Big Muff: Emitter Resistors, Coupling Capacitors, Tone Stack
Have you ever stopped and wondered how the Big Muff has about 500 variants from its original manufacturer, and yet it’s still one of the most fun circuits to dissect and rebuild? The short answer: There’s so much going on in the circuit, and slight changes to certain values have massive effects on the sound. In particular, the biggest impact on the sound is found by swapping out only a few components. The Pete Cornish G2 is one of the definitive ultra-boutique overdrives, and it is even based on a Big Muff circuit. That’s right, messing with some of the components in a run-of-the-mill Big Muff can result in such an overhaul that overdrive occurs.
So yes, emitter resistors. The four little black things with three legs on a standard Muff circuit board are called transistors. These three legs correspond to three parts of a transistor: emitter, base and collector. That said, emitter resistors are those resistors that run from the transistors’ emitters straight to ground. On a stock Big Muff, transistor 1’s (herein referred to as “Qx”) emitter resistor is 100 ohms (brown-black-brown bands), and both Q2 and Q3’s emitter resistors are 390 ohms (orange-white-brown bands), and Q4’s emitter resistor is 2k (red-black-red bands). Decreasing all of these values leads to much more gain (be careful with Q4, though). In fact, one of the first-ever boutique Muff clones, the Sustain Punch Creamy Dreamer, omitted these resistors entirely and tied Q1–Q3’s emitters straight to ground for maximum gain.

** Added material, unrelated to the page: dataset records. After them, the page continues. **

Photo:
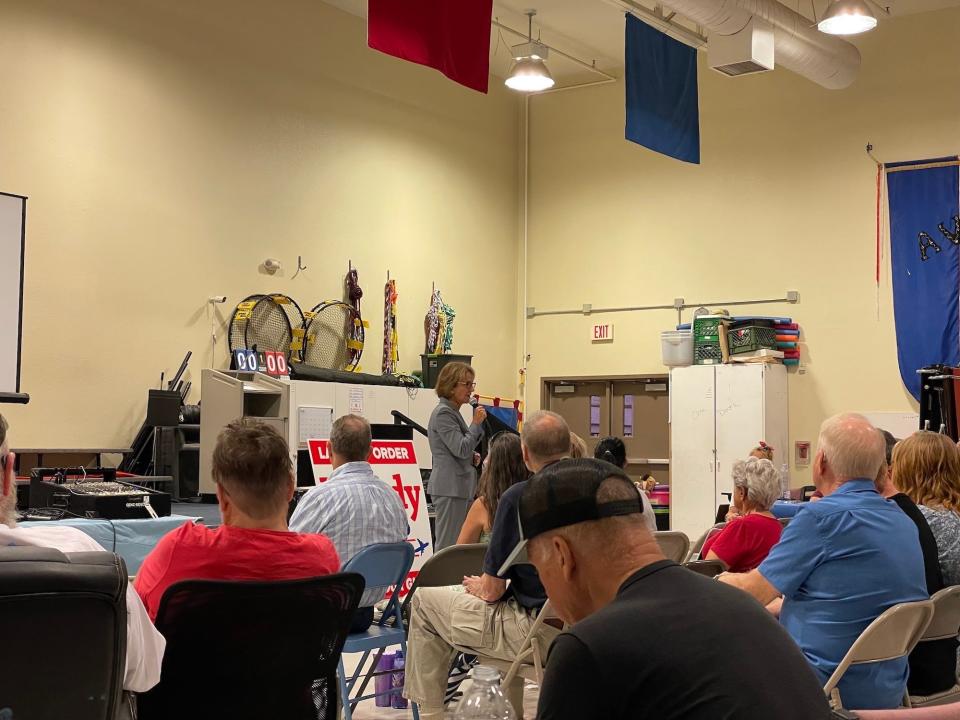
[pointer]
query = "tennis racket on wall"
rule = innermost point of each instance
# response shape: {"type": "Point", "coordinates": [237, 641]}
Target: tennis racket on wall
{"type": "Point", "coordinates": [332, 336]}
{"type": "Point", "coordinates": [391, 341]}
{"type": "Point", "coordinates": [265, 322]}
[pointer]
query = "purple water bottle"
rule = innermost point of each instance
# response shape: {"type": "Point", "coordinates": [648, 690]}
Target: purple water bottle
{"type": "Point", "coordinates": [382, 683]}
{"type": "Point", "coordinates": [396, 681]}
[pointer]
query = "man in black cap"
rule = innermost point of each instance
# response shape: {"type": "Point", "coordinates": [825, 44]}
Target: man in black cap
{"type": "Point", "coordinates": [649, 639]}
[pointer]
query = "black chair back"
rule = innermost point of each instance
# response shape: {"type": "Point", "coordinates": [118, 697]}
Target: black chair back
{"type": "Point", "coordinates": [244, 649]}
{"type": "Point", "coordinates": [63, 620]}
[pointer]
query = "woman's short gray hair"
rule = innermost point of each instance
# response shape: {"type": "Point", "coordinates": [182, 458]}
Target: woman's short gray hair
{"type": "Point", "coordinates": [760, 479]}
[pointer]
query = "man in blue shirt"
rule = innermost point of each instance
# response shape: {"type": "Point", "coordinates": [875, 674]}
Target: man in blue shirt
{"type": "Point", "coordinates": [354, 508]}
{"type": "Point", "coordinates": [842, 562]}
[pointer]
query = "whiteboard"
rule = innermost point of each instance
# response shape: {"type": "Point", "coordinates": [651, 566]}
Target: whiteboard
{"type": "Point", "coordinates": [315, 422]}
{"type": "Point", "coordinates": [13, 212]}
{"type": "Point", "coordinates": [901, 424]}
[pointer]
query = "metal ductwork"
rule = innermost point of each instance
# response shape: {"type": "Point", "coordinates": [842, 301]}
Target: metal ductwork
{"type": "Point", "coordinates": [824, 59]}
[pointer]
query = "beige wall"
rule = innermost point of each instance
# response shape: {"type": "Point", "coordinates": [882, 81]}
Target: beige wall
{"type": "Point", "coordinates": [784, 199]}
{"type": "Point", "coordinates": [169, 148]}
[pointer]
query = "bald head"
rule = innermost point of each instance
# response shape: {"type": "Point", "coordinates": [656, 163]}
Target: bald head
{"type": "Point", "coordinates": [545, 438]}
{"type": "Point", "coordinates": [850, 447]}
{"type": "Point", "coordinates": [350, 439]}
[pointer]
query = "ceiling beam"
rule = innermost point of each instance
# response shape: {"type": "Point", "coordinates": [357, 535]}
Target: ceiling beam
{"type": "Point", "coordinates": [661, 22]}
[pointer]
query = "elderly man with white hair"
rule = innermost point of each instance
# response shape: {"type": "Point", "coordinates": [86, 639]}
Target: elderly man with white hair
{"type": "Point", "coordinates": [145, 645]}
{"type": "Point", "coordinates": [841, 562]}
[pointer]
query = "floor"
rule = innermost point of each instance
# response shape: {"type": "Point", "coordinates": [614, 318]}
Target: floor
{"type": "Point", "coordinates": [367, 710]}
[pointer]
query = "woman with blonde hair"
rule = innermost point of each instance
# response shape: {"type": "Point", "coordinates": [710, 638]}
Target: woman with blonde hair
{"type": "Point", "coordinates": [453, 479]}
{"type": "Point", "coordinates": [746, 540]}
{"type": "Point", "coordinates": [578, 446]}
{"type": "Point", "coordinates": [926, 468]}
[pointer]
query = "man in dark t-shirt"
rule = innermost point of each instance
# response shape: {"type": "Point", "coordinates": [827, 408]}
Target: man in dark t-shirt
{"type": "Point", "coordinates": [489, 617]}
{"type": "Point", "coordinates": [649, 639]}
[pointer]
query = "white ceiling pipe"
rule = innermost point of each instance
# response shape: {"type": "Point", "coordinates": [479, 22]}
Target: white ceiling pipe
{"type": "Point", "coordinates": [800, 47]}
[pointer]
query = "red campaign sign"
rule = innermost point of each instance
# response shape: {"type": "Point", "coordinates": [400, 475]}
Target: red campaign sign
{"type": "Point", "coordinates": [395, 463]}
{"type": "Point", "coordinates": [383, 452]}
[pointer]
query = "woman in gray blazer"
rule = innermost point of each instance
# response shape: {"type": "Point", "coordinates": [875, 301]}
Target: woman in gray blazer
{"type": "Point", "coordinates": [453, 479]}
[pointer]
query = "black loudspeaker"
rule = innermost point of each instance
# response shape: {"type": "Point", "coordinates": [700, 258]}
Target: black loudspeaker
{"type": "Point", "coordinates": [938, 400]}
{"type": "Point", "coordinates": [384, 431]}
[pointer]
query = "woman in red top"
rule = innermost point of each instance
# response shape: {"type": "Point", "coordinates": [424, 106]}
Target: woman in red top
{"type": "Point", "coordinates": [745, 541]}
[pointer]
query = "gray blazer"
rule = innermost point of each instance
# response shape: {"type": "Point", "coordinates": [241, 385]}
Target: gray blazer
{"type": "Point", "coordinates": [452, 444]}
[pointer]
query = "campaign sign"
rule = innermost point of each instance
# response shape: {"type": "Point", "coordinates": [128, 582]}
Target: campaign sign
{"type": "Point", "coordinates": [395, 463]}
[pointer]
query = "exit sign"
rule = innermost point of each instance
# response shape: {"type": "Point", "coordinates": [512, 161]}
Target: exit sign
{"type": "Point", "coordinates": [602, 333]}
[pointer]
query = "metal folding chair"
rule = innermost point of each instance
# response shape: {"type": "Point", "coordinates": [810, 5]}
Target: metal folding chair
{"type": "Point", "coordinates": [945, 625]}
{"type": "Point", "coordinates": [447, 567]}
{"type": "Point", "coordinates": [382, 567]}
{"type": "Point", "coordinates": [710, 568]}
{"type": "Point", "coordinates": [892, 635]}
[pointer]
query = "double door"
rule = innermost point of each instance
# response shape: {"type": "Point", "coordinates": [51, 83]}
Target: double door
{"type": "Point", "coordinates": [633, 409]}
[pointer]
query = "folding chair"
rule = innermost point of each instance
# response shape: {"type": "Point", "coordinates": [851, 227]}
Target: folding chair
{"type": "Point", "coordinates": [945, 624]}
{"type": "Point", "coordinates": [245, 649]}
{"type": "Point", "coordinates": [710, 568]}
{"type": "Point", "coordinates": [695, 549]}
{"type": "Point", "coordinates": [446, 567]}
{"type": "Point", "coordinates": [382, 567]}
{"type": "Point", "coordinates": [892, 635]}
{"type": "Point", "coordinates": [674, 544]}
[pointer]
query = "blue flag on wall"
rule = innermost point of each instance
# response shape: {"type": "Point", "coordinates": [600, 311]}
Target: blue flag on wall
{"type": "Point", "coordinates": [925, 262]}
{"type": "Point", "coordinates": [663, 111]}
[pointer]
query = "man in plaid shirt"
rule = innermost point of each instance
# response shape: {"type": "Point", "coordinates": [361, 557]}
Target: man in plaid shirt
{"type": "Point", "coordinates": [354, 508]}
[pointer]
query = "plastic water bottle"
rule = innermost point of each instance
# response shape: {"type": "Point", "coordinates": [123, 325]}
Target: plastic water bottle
{"type": "Point", "coordinates": [398, 701]}
{"type": "Point", "coordinates": [484, 700]}
{"type": "Point", "coordinates": [382, 682]}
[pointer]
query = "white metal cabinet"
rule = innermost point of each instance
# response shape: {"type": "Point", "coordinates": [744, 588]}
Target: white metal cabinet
{"type": "Point", "coordinates": [718, 413]}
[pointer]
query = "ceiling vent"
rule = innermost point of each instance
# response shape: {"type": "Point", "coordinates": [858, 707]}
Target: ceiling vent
{"type": "Point", "coordinates": [744, 53]}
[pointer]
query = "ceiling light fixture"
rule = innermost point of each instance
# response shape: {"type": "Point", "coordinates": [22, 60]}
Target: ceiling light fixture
{"type": "Point", "coordinates": [847, 17]}
{"type": "Point", "coordinates": [529, 73]}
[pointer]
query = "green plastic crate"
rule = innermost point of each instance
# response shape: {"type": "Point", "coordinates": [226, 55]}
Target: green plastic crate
{"type": "Point", "coordinates": [707, 326]}
{"type": "Point", "coordinates": [750, 339]}
{"type": "Point", "coordinates": [707, 354]}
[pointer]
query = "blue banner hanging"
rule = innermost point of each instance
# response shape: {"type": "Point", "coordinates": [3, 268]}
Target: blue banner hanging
{"type": "Point", "coordinates": [662, 107]}
{"type": "Point", "coordinates": [924, 201]}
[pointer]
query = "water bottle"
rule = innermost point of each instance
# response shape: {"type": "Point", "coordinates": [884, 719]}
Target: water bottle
{"type": "Point", "coordinates": [397, 700]}
{"type": "Point", "coordinates": [382, 683]}
{"type": "Point", "coordinates": [484, 700]}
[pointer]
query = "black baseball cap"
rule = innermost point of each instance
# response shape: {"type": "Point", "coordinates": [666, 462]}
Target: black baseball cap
{"type": "Point", "coordinates": [565, 493]}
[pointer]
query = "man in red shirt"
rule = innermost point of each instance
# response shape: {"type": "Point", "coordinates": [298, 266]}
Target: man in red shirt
{"type": "Point", "coordinates": [255, 482]}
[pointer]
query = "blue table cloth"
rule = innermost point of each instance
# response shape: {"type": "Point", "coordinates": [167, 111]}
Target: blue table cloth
{"type": "Point", "coordinates": [786, 508]}
{"type": "Point", "coordinates": [130, 539]}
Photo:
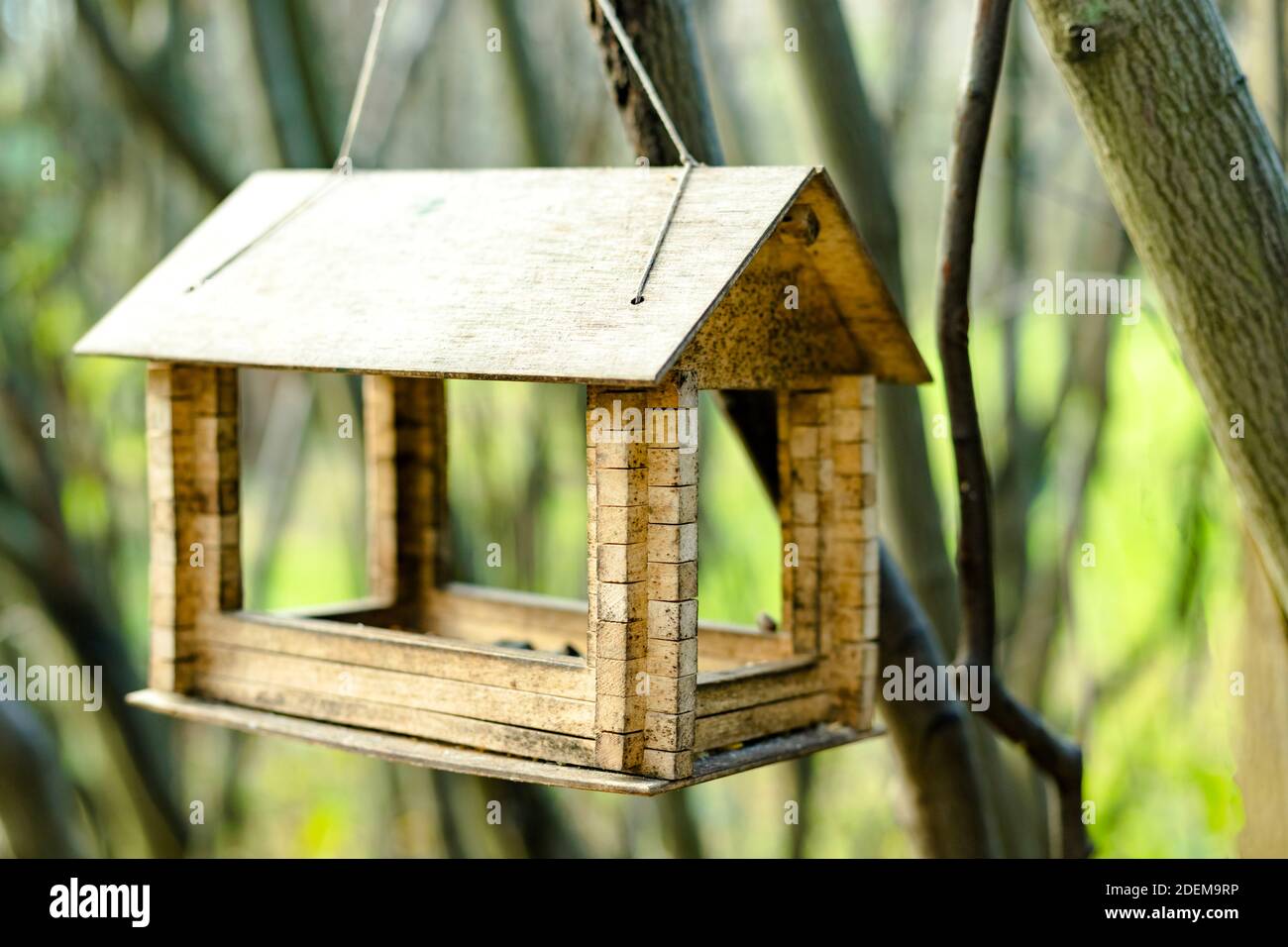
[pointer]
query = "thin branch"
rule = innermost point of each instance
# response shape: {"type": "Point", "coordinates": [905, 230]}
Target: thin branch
{"type": "Point", "coordinates": [154, 106]}
{"type": "Point", "coordinates": [1060, 759]}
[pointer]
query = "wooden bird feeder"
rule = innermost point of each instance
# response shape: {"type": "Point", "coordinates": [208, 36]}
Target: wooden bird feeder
{"type": "Point", "coordinates": [412, 277]}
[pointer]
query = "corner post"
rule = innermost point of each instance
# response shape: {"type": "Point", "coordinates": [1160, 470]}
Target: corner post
{"type": "Point", "coordinates": [617, 573]}
{"type": "Point", "coordinates": [404, 431]}
{"type": "Point", "coordinates": [673, 578]}
{"type": "Point", "coordinates": [193, 497]}
{"type": "Point", "coordinates": [849, 522]}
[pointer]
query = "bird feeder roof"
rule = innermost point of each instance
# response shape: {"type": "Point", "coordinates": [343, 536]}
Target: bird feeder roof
{"type": "Point", "coordinates": [523, 274]}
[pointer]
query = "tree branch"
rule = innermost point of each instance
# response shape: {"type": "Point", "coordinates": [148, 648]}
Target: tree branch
{"type": "Point", "coordinates": [142, 93]}
{"type": "Point", "coordinates": [1060, 759]}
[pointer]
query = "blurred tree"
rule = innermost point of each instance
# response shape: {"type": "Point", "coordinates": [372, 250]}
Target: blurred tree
{"type": "Point", "coordinates": [1207, 211]}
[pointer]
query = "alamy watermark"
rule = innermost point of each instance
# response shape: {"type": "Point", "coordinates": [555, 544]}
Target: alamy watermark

Remember when I said “more bass” is achieved by upping the input and output capacitors? Well, that is still true, but Big Muffs have quite a few coupling capacitors in order to keep bass amounts level throughout. The Big Muff has six of them. On a current-issue Big Muff, these capacitors are all 1μF non-polarized (meaning there is no defined positive or negative leg) film capacitors. Luckily, there are only eight such caps in the pedal. The two capacitors that aren’t coupling caps can be identified by what its legs lead to; one leg should lead to the diode pair, the other should lead to a 470pf cap, a 470k resistor (yellow-purple-yellow bands), a 100k resistor (brown-black-yellow bands) to ground, and the base (center leg) of Q2 and Q3. These are DC blocking caps that set the frequency range to be clipped, and that’s a whole other story. In general, these will always be the capacitors touching the diodes with one leg and the transistor base with the other, regardless of which Muff type you’re working with. The thunderously bassy early-model triangle Muffs used huge 3μF coupling caps and the sound is as bassy as one would expect. Many doom players rely on the Black Arts Pharaoh to bring the brutal; the input and output caps on that pedal are a robust 10μF.
Thirdly, there’s one property of Muffs that everyone can agree on: Where’s the mids? Muffs typically have a scooped sound, but it’s actually very simple to “add mids” back in to the mix, so to speak. Placed between lug three of the Tone control and Q3’s collector (looking at the transistor from the top down, the collector is on the top when the curved part is facing left). Usually, this value is somewhere around 0.0033—0.004μF. Swapping it out for something bigger (try 0.01μF) results in a big mid push.